They'd turned Flea Bottom into a funeral pyre.
The fire had started during the sack, the exact reason why unclear and unimportant. Randyll Tarly had smartly sent teams of men to contain it as best as they could when he saw the smoke billowing, eventually committing most of the loyalist force to the task once the serious fighting had died down.
The bodies of the Lannister dead, lord and levy alike, were carted to the raging bonfire that had engulfed half the slums from wherever they had died across the city. There were thousands of bodies and bodies bred disease and illness, so the men were stripped of their armor and weapons and thrown into the fire, the smell of burning flesh engulfing the already stinking city. Several septons, tougher of heart and stomach than most of their brethren, repeated death rites for hours, a communal prayer over a communal end.
The armor and swords that could be identified as belonging to lords—Brax, Falwell and Jast had been recovered already, and more were sure to be found—were set aside to be returned to the dead men's families, per the orders of King Rhaegar Targaryen. The rest—spears of levies, swords and armor of knights and retainers—were sorted and distributed among the loyalist forces, per the orders of Aelor Targaryen, Hand of the King.
King's Landing was a massive, sprawling city of thousands. Many Lannister men had used that to their advantage, discarding their weapons and armor for stolen or stripped civilian garb once it was clear the day was lost. There were dozens throughout the city, Aelor knew, but there wasn't anything he could do about it. He was much more concerned with the fortress inside a fortress Tywin Lannister and his retainers had made of the Great Sept of Baelor.

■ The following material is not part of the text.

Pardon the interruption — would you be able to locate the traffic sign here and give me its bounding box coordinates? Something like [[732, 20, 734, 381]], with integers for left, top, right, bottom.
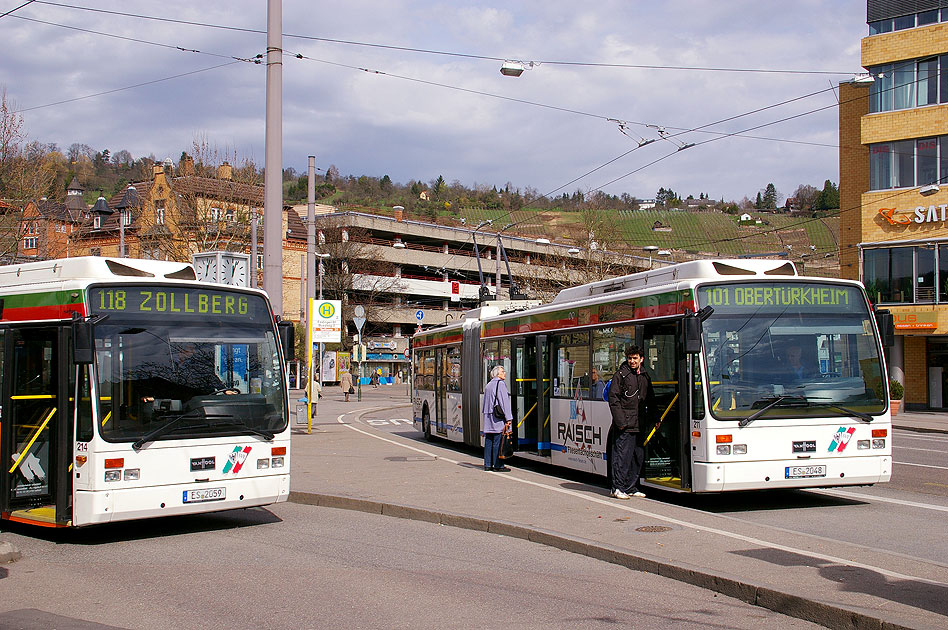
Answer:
[[310, 299, 342, 343]]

The Ruthless lion had realized rather quickly that his men were too disorganized and focused on pillaging to throw Aelor and his attackers back. Instead, the Lord of Casterly Rock had rallied close to seven hundred of his men, stripped the Street of Steel for all the weapons they could carry, and pulled back to the top of Visenya's Hill. He'd charged the Mud Gate, being thrown back by infantry under Lord Cleyton Byrch, but it was soon discovered that it had been a diversion. Fishmongers Square, a maze of a market selling everything from wine to animals located just inside the Mud Gate, had been picked clean of food and drink. The bakeries along the Street of Flour were also barren, the Lions using the chaos to carry as many rations as they could to the home of the High Septon.
They'd even had the audacity to hoist a roaring lion banner over the sept. The sight of it nearly drove Aelor back into his battlerage.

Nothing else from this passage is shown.